Der Roman Nussschale von Ian McEwan ist eine sehr ungewöhnliche Adaption von Shakespeares Hamlet.
Trudy, hochschwanger von ihrem Mann John, lebt mit dessen Bruder Claude zusammen. John hat das gemeinsame Haus, eine heruntergekommene Immobilie in guter Londoner Lage, vorläufig seiner Frau und ihrem Liebhaber überlassen. Die Brüder werden sehr gegensätzlich gezeichnet: auf der einen Seite John als feinsinniger Dichter, dort Claude als dummdreister Sexprotz. Um das Haus verkaufen zu können, hecken Trudy und Claude einen Giftmord an John aus.

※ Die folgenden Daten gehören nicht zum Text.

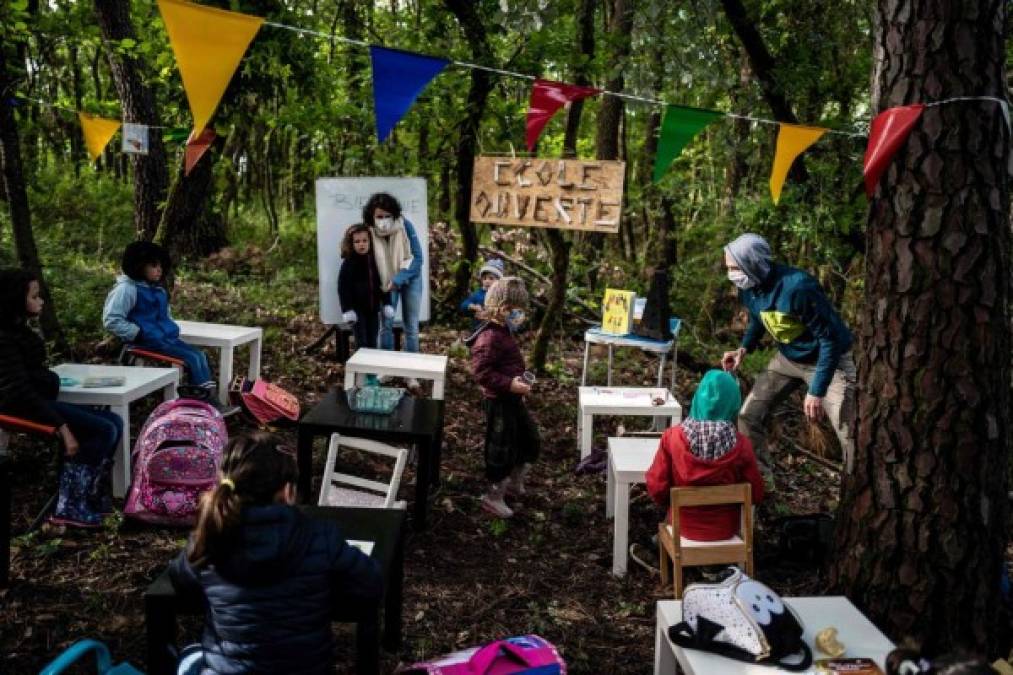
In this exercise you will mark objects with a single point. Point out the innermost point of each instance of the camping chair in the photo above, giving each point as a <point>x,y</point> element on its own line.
<point>79,650</point>
<point>380,495</point>
<point>686,552</point>
<point>14,425</point>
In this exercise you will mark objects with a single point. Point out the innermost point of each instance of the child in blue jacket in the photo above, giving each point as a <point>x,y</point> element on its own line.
<point>474,304</point>
<point>137,311</point>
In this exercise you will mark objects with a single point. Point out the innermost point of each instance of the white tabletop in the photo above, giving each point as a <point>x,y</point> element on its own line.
<point>631,457</point>
<point>139,380</point>
<point>859,636</point>
<point>631,400</point>
<point>218,334</point>
<point>398,362</point>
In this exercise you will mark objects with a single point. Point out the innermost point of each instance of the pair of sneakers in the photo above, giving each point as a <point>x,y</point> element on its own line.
<point>494,502</point>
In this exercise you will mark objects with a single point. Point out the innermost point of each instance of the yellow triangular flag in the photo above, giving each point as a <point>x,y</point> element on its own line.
<point>97,133</point>
<point>792,141</point>
<point>209,44</point>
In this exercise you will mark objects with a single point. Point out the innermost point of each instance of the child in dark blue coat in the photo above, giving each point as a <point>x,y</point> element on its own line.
<point>137,311</point>
<point>268,573</point>
<point>474,304</point>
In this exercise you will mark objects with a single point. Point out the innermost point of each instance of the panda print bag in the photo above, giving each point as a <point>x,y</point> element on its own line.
<point>743,619</point>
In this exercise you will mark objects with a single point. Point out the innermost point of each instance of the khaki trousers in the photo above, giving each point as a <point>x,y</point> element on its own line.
<point>784,376</point>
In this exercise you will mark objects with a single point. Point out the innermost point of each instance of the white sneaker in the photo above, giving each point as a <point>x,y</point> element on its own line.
<point>496,506</point>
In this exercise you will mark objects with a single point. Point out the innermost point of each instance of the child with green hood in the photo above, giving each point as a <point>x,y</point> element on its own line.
<point>706,449</point>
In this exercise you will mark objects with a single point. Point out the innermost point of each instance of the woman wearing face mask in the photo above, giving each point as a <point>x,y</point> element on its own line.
<point>812,342</point>
<point>399,259</point>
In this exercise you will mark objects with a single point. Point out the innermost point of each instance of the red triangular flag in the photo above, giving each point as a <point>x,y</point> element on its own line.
<point>196,147</point>
<point>546,98</point>
<point>889,131</point>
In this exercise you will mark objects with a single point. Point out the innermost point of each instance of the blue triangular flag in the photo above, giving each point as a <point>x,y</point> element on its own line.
<point>398,78</point>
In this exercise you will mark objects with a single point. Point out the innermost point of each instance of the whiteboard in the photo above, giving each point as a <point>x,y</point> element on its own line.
<point>339,204</point>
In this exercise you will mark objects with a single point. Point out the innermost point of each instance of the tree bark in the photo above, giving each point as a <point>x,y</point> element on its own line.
<point>478,92</point>
<point>151,176</point>
<point>923,520</point>
<point>17,196</point>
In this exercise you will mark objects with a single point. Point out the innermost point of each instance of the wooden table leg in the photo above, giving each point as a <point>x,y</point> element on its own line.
<point>304,458</point>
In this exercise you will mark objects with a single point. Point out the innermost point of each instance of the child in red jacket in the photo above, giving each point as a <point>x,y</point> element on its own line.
<point>512,440</point>
<point>706,449</point>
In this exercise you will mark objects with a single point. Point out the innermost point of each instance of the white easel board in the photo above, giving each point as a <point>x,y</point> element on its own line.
<point>339,204</point>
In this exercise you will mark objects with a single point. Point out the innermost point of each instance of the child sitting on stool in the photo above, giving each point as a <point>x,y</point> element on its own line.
<point>512,440</point>
<point>474,304</point>
<point>137,311</point>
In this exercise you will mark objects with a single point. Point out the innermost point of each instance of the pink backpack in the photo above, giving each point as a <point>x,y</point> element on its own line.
<point>176,458</point>
<point>524,654</point>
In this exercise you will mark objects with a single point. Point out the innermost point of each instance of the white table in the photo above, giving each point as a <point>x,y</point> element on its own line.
<point>621,400</point>
<point>399,364</point>
<point>629,459</point>
<point>596,335</point>
<point>140,383</point>
<point>226,339</point>
<point>857,633</point>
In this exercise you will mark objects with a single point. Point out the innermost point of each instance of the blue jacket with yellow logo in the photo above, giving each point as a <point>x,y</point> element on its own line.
<point>792,307</point>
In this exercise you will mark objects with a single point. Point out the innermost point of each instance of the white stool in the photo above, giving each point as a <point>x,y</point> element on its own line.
<point>620,401</point>
<point>629,459</point>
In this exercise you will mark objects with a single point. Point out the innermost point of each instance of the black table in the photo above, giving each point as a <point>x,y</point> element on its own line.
<point>383,526</point>
<point>416,422</point>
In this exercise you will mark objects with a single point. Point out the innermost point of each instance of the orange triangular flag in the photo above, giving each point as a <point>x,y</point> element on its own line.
<point>209,44</point>
<point>792,141</point>
<point>97,133</point>
<point>196,147</point>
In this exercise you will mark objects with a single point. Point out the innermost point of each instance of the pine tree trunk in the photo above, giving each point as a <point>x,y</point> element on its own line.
<point>151,174</point>
<point>478,92</point>
<point>923,521</point>
<point>17,197</point>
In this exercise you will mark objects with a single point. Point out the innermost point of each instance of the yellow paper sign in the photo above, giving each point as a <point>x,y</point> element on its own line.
<point>209,44</point>
<point>792,141</point>
<point>617,311</point>
<point>97,133</point>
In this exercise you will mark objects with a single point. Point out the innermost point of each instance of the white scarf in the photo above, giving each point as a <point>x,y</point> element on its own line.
<point>392,251</point>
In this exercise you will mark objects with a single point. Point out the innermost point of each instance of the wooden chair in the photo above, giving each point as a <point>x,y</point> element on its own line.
<point>362,492</point>
<point>13,425</point>
<point>686,552</point>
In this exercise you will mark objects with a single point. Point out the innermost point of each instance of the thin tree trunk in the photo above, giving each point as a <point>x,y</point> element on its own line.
<point>151,174</point>
<point>478,92</point>
<point>17,196</point>
<point>923,521</point>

Der ganze Plot wird allein von Trudys ungeborenem namenlosen Jungen erzählt. Hat man sich erst einmal auf dessen völlig unbabyhafte Weitsicht und Bildung eingelassen, verfolgt man die Geschichte aus ungewohnter Perspektive mit großem Vergnügen. So beengt dessen Lage im Mutterleib ist, so frei ist der Geist des Ungeborenen. Das Baby analysiert seine Lage, kommentiert und philosophiert dazwischen über den Zustand der Welt, die ihn erwartet. Es macht sich Gedanken, was aus ihm wird, da die Erwachsenen viel zu sehr mit sich selbst beschäftigt sind und niemand erkennbar für das Baby Vorsorge trifft.
Hin- und hergerissen zwischen der Solidaridät zu Mutter und Vater fiebern wir mit, ob der geplante Mord wirklich durchgeführt wird. Eloquent beschrieben erwarten wir gespannt den Ausgang der Geschichte, zu dem das Ungeborene überraschend aktiv beiträgt.